The below 10 rules are the most fundamental ones that we would like to point out:
- Never access cells on worksheets using constant references, like Range("B6"), or Cells(6,2).
- Never access worksheets by their tab names, like Worksheets("Sheet1")
- Always indent the code according to its logical structure, i.e. shift the lines between IF and END IF, FOR and NEXT, etc. by 2 or 4 spaces to the right consistently.
- Do not select or copy-paste values on worksheets through VBA
- Always use Option Explicit
- Use meaningful names for variables, e.g. Dim rngCurrentRow as Range, sCustomerName as String, not just Dim a as Range, b as String.
- Use a naming convention
- Never use Option Base.
- Never use GoTo.
- Use "On Error Resume Next" only when necessary.
Why? The constants will not be updated in the VBA code when rows or columns are inserted or deleted on the worksheet. This would break the code straight away.
What then? Always use defined names, e.g. Range("MyNamedRange")

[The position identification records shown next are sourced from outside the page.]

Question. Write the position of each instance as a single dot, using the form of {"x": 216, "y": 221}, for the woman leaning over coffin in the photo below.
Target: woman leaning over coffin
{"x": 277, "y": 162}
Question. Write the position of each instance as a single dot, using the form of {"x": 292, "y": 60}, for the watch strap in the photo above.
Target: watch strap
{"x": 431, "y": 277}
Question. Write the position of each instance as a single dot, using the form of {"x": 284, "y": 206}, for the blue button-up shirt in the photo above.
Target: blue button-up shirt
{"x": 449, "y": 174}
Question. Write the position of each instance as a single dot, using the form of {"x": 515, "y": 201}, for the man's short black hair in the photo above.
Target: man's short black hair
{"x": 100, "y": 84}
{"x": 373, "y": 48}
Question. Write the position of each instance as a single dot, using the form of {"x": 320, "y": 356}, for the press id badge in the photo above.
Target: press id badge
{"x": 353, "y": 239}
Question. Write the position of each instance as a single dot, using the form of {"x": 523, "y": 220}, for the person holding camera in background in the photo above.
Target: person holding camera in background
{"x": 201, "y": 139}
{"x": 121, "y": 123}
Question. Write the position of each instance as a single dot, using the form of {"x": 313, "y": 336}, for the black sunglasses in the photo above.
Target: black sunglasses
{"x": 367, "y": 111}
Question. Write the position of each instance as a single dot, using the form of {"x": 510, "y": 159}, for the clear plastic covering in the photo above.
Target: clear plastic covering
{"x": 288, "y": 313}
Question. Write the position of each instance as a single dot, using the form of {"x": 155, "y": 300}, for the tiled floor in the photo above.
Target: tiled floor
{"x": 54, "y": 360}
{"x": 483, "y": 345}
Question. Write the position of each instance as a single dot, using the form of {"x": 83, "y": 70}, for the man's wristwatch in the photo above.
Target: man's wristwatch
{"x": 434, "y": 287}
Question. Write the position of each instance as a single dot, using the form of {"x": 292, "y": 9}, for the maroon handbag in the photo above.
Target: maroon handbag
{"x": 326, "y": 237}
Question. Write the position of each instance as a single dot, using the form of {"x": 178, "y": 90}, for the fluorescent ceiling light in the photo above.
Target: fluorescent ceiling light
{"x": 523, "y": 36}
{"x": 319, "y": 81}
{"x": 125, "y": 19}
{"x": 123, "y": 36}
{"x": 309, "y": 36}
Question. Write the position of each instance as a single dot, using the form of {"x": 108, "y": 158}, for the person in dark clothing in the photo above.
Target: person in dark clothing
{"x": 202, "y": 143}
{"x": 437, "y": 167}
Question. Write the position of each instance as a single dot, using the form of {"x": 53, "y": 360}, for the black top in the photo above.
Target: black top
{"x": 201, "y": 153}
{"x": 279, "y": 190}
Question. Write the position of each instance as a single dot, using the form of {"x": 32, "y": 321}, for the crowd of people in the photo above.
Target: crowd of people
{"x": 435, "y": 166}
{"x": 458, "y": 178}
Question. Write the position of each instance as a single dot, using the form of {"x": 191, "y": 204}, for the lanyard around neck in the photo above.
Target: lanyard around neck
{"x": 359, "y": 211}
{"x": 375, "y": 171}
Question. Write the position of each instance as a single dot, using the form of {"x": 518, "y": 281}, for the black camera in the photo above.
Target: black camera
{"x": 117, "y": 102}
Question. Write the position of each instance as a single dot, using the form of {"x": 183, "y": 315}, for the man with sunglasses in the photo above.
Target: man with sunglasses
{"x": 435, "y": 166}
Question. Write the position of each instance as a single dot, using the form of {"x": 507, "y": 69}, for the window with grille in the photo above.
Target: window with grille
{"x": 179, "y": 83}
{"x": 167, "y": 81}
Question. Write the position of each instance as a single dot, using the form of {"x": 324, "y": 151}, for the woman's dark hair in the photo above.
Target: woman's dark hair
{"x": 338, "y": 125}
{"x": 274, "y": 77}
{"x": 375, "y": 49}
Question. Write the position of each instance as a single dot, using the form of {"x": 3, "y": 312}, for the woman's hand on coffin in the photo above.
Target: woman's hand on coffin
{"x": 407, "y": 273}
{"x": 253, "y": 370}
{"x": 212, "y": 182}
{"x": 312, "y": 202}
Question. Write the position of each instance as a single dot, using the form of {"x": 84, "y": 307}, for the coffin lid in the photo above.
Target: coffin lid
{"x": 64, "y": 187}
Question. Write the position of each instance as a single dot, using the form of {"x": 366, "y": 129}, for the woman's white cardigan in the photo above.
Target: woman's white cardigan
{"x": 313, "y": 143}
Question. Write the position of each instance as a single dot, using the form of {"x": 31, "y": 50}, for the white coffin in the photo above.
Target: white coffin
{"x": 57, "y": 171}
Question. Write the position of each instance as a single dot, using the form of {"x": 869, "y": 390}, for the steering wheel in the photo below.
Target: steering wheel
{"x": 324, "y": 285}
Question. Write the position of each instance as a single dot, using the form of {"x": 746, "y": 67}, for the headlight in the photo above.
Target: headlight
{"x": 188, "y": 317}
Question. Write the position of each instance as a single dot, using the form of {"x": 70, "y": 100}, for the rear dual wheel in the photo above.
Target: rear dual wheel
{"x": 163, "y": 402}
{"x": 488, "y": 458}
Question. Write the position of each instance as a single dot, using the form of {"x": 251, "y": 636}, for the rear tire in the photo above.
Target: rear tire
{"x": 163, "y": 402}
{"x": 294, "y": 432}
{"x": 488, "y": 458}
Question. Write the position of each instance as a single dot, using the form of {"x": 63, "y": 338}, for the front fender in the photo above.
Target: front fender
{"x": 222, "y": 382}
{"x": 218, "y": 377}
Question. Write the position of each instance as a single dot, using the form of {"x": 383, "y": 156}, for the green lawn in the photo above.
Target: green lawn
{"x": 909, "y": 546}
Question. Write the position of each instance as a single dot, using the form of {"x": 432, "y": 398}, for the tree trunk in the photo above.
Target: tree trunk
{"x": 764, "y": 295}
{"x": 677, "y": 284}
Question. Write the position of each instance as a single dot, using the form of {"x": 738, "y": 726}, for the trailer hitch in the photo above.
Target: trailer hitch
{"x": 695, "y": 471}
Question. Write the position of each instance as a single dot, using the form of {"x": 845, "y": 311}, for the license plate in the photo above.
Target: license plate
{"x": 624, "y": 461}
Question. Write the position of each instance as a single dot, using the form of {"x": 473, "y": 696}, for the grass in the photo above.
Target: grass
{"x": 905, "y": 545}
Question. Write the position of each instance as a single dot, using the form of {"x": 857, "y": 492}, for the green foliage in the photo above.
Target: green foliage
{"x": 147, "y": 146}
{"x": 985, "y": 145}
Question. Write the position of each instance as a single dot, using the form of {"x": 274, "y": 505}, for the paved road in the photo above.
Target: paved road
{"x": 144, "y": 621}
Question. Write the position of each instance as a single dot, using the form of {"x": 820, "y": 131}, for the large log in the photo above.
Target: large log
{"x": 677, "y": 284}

Why? People tend to change the tab names of worksheets and it would break your code.
What then? Always refer to worksheets using their code names (e.g. Sheet1.Cells(...))
Tip:You can assign meaningful code names to worksheets through the Project Explorer and the properties window in VBE.

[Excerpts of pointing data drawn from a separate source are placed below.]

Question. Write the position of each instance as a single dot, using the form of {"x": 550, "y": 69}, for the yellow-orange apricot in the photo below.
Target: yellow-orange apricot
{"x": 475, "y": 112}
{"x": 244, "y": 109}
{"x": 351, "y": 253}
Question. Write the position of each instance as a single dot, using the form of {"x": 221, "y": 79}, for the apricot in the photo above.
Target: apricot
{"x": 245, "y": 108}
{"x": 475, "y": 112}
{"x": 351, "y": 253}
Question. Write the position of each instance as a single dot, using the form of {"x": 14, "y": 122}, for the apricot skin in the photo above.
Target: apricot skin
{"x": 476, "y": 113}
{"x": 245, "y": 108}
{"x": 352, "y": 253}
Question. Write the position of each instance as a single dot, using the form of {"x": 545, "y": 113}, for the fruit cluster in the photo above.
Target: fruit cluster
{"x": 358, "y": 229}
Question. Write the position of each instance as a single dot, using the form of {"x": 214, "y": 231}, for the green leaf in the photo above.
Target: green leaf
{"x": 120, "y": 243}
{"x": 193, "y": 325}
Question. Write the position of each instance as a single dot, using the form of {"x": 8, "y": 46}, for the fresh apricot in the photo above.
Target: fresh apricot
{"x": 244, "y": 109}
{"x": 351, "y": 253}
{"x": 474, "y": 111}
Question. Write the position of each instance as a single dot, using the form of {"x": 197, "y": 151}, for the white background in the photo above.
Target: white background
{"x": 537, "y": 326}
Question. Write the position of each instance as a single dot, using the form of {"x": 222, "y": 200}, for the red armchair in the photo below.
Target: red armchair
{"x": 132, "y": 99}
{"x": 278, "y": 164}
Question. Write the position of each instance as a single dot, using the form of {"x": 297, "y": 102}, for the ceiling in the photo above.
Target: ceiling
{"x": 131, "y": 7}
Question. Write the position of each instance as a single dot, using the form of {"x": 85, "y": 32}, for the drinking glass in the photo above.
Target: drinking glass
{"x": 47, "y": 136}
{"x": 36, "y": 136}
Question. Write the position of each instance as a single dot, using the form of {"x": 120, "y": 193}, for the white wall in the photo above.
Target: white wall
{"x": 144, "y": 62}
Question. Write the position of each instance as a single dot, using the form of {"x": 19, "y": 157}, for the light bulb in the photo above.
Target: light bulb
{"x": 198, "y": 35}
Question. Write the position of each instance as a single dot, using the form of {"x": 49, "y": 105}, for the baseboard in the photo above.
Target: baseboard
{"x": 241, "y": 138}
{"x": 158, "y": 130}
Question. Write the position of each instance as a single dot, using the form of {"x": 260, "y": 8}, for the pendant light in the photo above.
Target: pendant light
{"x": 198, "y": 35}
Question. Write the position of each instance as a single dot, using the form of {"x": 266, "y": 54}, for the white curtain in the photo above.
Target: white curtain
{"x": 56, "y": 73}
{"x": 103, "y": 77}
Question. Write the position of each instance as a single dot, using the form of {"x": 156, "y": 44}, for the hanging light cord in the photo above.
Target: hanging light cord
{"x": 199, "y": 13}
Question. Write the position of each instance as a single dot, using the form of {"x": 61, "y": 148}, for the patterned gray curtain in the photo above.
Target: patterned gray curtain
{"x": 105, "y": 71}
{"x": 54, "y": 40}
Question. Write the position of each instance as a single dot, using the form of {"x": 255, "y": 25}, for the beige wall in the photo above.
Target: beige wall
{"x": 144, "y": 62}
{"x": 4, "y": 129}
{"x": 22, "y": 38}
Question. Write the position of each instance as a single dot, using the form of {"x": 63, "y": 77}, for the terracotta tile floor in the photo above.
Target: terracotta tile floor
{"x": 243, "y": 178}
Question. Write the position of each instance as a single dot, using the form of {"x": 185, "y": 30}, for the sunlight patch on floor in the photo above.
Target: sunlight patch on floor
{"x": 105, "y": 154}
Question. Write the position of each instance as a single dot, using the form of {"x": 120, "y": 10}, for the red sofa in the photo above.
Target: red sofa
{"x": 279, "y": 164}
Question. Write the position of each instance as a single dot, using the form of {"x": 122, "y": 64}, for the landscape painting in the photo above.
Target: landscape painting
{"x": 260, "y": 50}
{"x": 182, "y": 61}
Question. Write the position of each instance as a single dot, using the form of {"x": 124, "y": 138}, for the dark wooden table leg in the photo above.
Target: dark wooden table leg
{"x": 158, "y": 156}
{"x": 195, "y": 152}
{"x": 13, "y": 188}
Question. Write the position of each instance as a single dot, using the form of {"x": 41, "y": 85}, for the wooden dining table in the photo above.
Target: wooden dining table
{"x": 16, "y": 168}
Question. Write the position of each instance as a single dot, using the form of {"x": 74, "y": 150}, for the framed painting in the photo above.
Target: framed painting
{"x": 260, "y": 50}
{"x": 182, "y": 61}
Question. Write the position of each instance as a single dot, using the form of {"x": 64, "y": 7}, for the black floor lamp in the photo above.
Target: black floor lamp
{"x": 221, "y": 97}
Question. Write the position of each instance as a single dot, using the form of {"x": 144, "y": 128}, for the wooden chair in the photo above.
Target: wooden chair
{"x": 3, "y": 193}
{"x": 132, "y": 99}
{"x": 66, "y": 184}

Why? It makes it much easier to read and understand the code.
Tip: To shift many lines at once, select all of them and hit TAB to shift them to the right, or SHIFT+TAB to shift them to the left. Whether it will be 2 or 4 spaces is defined in Tools > Options > tab Editor > Tab Width.
Why? It is extremely slow and almost never necessary.

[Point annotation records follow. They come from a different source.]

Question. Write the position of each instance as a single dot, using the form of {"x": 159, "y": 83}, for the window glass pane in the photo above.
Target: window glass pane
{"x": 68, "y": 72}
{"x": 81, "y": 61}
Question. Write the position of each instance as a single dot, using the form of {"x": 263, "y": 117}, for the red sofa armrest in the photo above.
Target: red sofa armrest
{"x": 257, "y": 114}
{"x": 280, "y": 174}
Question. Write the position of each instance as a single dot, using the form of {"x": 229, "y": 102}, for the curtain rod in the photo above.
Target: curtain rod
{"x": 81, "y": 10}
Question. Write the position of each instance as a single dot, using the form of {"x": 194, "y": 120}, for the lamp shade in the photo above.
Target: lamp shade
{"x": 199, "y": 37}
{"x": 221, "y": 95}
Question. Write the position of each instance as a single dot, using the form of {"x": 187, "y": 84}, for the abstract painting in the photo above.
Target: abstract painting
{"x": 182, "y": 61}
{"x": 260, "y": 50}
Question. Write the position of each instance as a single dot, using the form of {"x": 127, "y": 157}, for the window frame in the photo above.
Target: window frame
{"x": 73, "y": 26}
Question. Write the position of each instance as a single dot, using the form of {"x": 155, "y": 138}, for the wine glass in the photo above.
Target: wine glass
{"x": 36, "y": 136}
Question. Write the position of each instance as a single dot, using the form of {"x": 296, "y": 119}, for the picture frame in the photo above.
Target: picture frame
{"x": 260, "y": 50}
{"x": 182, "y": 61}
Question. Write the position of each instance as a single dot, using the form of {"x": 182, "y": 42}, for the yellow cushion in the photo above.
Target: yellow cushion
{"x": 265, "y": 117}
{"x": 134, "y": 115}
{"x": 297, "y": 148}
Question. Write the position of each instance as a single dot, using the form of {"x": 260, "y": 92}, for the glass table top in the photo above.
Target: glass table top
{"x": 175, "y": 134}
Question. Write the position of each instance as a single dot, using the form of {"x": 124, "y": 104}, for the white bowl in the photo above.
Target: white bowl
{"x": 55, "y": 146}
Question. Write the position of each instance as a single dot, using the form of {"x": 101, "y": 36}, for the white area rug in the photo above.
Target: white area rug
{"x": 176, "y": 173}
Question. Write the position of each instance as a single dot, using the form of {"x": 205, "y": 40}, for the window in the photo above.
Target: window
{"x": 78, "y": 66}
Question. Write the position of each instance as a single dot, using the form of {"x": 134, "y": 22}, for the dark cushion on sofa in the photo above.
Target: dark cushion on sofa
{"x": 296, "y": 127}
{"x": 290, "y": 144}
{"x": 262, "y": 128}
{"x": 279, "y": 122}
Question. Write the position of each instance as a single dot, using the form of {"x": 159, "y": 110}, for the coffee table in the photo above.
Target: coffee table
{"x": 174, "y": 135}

What then? To copy values from one range to another, just use the assignment statement, e.g. Range("NamedTargetRange").Value = Range("NamedSourceRange").Value. And you can access any range on a worksheet without selecting it.
Why? First, if you do not use Option Explicit and misspell a variable, VBA will treat it as a new variable having a value of zero and won't throw an error. And this error will be hard to find! Second, Option Explicit encourages you to think of proper types for variables, rather than just using Variant, which is often inefficient.
Why? It is too easy to forget what the a's and b's mean. Meaningful names save much more time on reading and debugging the code, compared to the time it takes to type their "longer" names when writing the code. They also make the code more self explanatory, meaning less commenting.
What is it? A naming convention is a set of rules about how to name variables. For example, you might always precede a variable of the type Double with a small "d" (e.g. Dim dSomething as Double), a variable of the Long type with "l" (Dim lSomehingElse as Long), and add an "a" if it is an array (e.g. Dim daSomething() as Double), and so on.
Why? It makes it much easier to write code knowing the type of every variable from its name.
Why? If you copy of a piece of code written with reliance on Option Base to another project where the base is different, it will stop working correctly!
What then? Always explicitly dimension the lower and the higher bound of your arrays.
Why? It makes your code inevitably more complex to understand and debug. It is always possible to achieve the same result using things such as IF, Exit Do or Exit For, etc. Even if it may look lengthier at first, it would save you time and effort in the long run.
Why? Ignoring errors neither prevents them, nor fixes them. They will still be in the code and you will just find them later and with more effort. This statement can however be very useful if you know exactly what error you expect in a part of your code. You would use "On Error Goto 0" straight after that part and may also want to indent the code between those two lines.